As far as the pound is concerned, politics and interest rates are the two main drivers. Global investors do pay attention to the news from Parliament, but they’re also concerned about how aggressively the UK, US and European central banks will each handle interest rates in 2018 and 2019. Overall, at Aberdeen Standard Investments, our portfolios are broadly neutral on sterling compared with other currency markets.

Interest rates rise – at last

It’s true that the Bank of England has deliberated for some time now but this rate rise comes as no surprise. The economy has done just about enough for the Bank of England to justify a hike but we shouldn’t get too excited about this being a sign of things to come.

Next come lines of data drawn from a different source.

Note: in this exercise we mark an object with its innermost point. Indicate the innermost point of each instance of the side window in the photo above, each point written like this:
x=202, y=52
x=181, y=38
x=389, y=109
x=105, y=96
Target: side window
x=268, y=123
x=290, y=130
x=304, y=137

It’s unlikely that the Bank of England will follow up with further rate rises in the next few months given the risks on the horizon, such as Brexit. The Bank is basing its assumptions on the UK having a smooth transition from the EU and that’s quite a big assumption at the moment. The other big uncertainty is the UK’s weak productivity – that will ultimately determine how fast the economy can grow without stoking inflation.

Are there more attractive opportunities outside of the UK?

At Aberdeen Standard Investments, we prefer other global stock markets to UK equities in our portfolios. This is partly because of Brexit uncertainty. It’s also partly due to the slow growth of the UK and European economies compared with the US and some global emerging markets. But much depends on the make-up of the market. Right now, the UK simply doesn’t have enough fast-growing companies in the faster-growing sectors. For example, this summer US firms are on course to grow profits by 20-25% a year. That’s more than double the rate expected for the UK or European and Japanese markets.

Could trade wars slow global growth?

The phrase ‘trade wars’ has been dominating the headlines in recent months and there are expectations that political mistakes could slow global growth. Yes, this could be true but the important thing is to ignore sensational headlines, take a rational view and understand the impacts.

A ‘trade war’ is certainly emotive use of language but what exactly does it mean? Is it the worrying tensions and trade friction we see today? Or is it policy errors which could lead to a material slowdown in the world economy – say if the auto sector gets badly hurt? Or thirdly, is it a complete breakdown of the global trading system leading to a recession as bad as 2000 or 2008?

Additionally we have to consider the first and second round effects from any trade news. There will be initial damage to businesses, for example those operating in steel and aluminium, soya beans and computer chips, but how does this affect business confidence in other areas? How do currencies respond and do policy makers try to offset some of the pain through stimulus packages?

Markets have a great deal to digest. On balance we think markets have priced in the current tensions but not a material slowdown, or worse. Politicians should be careful what they wish for.

The collapse of Lehman Brothers – where are we now?

As we approach the 10-year anniversary of the collapse of Lehman Brothers, it’s a time for reflection with many wanting to know – what lessons have we learned? The fact is there are so many lessons to consider. Here are just a few:

  • As ever, a diversified portfolio will probably do better in difficult times than a concentrated one
  • Don’t be too greedy – and remember that valuations are important over time
  • Don’t rely on models, whether risk or economic, they’re only a representation of the reality of the risks facing a business or a country
  • If governments have to do the unthinkable in order to prevent a depression, then they will do so. Negative interest rates is an obvious example
  • And finally, don’t assume that you can always sell what you’ve bought – a market place will have days when it’s easy to do so and days when it’s very difficult to do so.

The information in this article should not be regarded as financial advice. Please remember that the value of your investment can go down as well as up and may be worth less than you paid in. Information is based on our understanding in August 2018.